Il est retourné à Gaza après avoir passé un an en exil et y a été nommé doyen de l’Université islamique.

En 1997, il a été nommé chef de bureau du fondateur du Hamas, Cheikh Ahmed Yassin, après sa libération. En 2004, il a été élu chef du mouvement Hamas dans la bande de Gaza, suite au martyre du Dr Abdel Aziz al-Rantissi.

L’homme de 62 ans a été Premier ministre de l’Autorité palestinienne entre 2006 et 2007, après que le Hamas a remporté la majorité des sièges aux élections législatives palestiniennes de l’époque.

Après la mise en place d’une administration dirigée par le Hamas dans la bande de Gaza, Haniyeh a été le chef du gouvernement de facto à Gaza de 2007 à 2014.

En 2017, il a été choisi pour remplacer Khaled Mechaal au poste de chef du bureau politique du Hamas.

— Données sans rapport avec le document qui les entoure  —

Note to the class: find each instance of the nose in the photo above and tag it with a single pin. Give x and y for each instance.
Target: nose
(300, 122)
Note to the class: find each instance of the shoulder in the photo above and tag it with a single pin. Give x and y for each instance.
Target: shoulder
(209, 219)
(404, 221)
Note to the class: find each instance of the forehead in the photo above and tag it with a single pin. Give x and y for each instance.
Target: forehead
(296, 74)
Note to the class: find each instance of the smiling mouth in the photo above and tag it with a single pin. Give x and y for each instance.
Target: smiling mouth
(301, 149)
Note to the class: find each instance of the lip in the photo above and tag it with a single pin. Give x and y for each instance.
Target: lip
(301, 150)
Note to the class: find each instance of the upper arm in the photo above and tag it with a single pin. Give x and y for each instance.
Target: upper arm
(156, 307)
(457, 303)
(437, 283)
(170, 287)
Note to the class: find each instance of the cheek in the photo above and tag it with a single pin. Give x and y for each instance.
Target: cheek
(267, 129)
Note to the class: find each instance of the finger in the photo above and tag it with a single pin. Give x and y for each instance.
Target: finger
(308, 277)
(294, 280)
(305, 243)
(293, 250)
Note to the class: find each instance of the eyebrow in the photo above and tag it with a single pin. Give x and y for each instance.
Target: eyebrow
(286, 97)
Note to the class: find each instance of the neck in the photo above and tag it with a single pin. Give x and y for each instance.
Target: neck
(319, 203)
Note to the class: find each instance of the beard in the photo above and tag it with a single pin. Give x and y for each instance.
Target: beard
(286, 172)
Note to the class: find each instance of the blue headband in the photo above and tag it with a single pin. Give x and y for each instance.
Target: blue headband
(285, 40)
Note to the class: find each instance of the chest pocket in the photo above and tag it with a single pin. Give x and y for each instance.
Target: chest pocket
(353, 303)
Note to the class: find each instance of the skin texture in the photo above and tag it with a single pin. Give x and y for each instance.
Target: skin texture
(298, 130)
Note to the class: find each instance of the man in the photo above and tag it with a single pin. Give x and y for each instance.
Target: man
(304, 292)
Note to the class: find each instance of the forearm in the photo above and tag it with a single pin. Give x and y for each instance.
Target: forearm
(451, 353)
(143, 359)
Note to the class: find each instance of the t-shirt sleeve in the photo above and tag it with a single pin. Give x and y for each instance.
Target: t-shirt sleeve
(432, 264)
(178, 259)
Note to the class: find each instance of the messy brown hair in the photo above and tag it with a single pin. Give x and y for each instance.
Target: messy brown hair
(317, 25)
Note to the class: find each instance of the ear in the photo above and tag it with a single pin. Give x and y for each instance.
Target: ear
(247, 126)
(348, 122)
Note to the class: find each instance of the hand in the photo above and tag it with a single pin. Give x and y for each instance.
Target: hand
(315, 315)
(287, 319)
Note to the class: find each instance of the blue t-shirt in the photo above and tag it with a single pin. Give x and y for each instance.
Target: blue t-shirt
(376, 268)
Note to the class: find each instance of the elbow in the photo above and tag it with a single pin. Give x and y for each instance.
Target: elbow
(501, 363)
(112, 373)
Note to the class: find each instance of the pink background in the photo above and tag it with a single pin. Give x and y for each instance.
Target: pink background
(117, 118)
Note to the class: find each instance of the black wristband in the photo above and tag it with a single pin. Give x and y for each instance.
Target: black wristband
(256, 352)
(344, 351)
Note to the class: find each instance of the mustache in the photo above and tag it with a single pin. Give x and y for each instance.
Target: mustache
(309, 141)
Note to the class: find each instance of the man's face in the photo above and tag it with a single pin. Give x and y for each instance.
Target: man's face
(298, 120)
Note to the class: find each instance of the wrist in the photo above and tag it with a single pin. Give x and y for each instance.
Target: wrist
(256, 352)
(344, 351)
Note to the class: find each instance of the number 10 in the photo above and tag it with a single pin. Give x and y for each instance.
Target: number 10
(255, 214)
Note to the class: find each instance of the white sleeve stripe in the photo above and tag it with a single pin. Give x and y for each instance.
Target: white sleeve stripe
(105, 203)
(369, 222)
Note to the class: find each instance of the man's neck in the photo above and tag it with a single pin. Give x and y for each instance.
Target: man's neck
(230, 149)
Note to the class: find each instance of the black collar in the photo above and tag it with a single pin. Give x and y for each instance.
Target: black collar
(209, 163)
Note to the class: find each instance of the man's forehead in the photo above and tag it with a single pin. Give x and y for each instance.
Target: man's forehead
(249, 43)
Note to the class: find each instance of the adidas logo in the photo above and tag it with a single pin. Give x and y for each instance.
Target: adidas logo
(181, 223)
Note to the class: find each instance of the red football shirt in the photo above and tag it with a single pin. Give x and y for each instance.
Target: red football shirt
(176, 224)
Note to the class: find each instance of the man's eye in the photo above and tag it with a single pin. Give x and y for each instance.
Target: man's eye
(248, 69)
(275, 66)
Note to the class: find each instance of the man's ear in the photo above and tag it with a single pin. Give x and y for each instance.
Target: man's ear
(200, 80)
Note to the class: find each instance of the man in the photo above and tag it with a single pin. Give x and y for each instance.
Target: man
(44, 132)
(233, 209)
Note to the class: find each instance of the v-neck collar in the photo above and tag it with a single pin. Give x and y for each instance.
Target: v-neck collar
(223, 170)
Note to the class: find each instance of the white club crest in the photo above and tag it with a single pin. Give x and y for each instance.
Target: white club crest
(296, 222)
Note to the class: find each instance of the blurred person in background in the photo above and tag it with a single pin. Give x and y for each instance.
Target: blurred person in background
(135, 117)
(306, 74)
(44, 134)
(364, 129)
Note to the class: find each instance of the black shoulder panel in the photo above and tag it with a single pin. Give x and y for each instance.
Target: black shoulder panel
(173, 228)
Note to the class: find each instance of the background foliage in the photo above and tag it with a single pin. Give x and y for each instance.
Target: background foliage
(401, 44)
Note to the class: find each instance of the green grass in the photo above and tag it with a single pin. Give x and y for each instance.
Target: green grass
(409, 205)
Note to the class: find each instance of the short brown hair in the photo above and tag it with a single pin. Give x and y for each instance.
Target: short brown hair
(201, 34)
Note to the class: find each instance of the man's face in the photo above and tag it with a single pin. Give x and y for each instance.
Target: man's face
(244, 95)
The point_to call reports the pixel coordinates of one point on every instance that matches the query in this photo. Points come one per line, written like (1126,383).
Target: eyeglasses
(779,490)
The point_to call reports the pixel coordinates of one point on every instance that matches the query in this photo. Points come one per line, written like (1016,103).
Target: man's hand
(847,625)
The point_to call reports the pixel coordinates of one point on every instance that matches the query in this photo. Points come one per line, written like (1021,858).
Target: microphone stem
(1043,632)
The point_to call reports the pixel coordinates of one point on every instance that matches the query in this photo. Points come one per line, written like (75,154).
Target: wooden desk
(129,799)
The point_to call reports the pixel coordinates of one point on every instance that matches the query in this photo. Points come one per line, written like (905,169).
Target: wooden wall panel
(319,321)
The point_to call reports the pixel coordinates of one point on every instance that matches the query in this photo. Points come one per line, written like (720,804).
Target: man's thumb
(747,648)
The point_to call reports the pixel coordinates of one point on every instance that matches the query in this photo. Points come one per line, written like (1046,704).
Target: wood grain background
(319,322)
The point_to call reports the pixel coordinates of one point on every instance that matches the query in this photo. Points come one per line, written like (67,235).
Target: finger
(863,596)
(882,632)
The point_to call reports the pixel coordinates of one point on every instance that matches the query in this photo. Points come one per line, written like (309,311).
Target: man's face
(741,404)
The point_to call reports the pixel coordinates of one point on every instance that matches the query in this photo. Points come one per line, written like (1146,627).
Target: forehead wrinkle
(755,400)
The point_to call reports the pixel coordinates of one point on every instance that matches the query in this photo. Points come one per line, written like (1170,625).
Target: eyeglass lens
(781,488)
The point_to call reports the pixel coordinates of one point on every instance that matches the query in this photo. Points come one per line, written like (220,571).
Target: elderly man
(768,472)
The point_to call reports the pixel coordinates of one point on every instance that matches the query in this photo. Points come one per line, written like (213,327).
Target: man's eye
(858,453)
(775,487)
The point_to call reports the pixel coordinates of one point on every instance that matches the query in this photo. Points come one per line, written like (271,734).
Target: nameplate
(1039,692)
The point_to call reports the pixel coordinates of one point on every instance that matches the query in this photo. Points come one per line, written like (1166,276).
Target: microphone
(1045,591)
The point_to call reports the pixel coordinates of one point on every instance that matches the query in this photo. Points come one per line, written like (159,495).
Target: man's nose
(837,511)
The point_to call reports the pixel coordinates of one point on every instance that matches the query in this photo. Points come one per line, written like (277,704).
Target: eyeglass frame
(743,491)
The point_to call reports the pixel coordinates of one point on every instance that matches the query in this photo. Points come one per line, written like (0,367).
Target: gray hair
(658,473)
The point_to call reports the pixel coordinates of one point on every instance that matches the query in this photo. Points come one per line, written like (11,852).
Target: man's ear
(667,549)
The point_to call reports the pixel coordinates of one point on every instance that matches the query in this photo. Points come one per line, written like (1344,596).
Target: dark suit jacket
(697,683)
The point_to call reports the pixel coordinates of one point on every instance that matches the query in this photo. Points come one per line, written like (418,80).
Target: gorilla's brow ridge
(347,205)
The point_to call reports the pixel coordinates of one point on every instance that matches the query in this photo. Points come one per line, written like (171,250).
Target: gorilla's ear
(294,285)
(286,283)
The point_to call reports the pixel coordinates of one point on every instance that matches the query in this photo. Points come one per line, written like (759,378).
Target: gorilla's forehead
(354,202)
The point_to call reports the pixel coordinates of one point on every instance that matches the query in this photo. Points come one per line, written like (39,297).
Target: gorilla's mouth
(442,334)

Avant son assassinat dans un raid contre sa résidence à Téhéran, il est venu assister à la prestation de serment du nouveau président iranien Massoud Pezeshkian devant le Parlement.

Assassinats d’Ismaïl Haniyeh à Téhéran: les condamnations pleuvent contre Israël

L’assassinat d’Ismaël Haniyeh dans la capitale iranienne a été condamné par les composantes de «l’axe de la Résistance» et par plusieurs pays dont la Turquie, le Qatar et la Syrie. Le Hamas promet que cet acte «ne restera pas sans réponse».

Le leader de la Révolution islamique l’Ayatollah Ali Khamenei a affirmé que «l’entité sioniste criminelle et terroriste s’est attirée la punition la plus sévère à la suite de cette agression ».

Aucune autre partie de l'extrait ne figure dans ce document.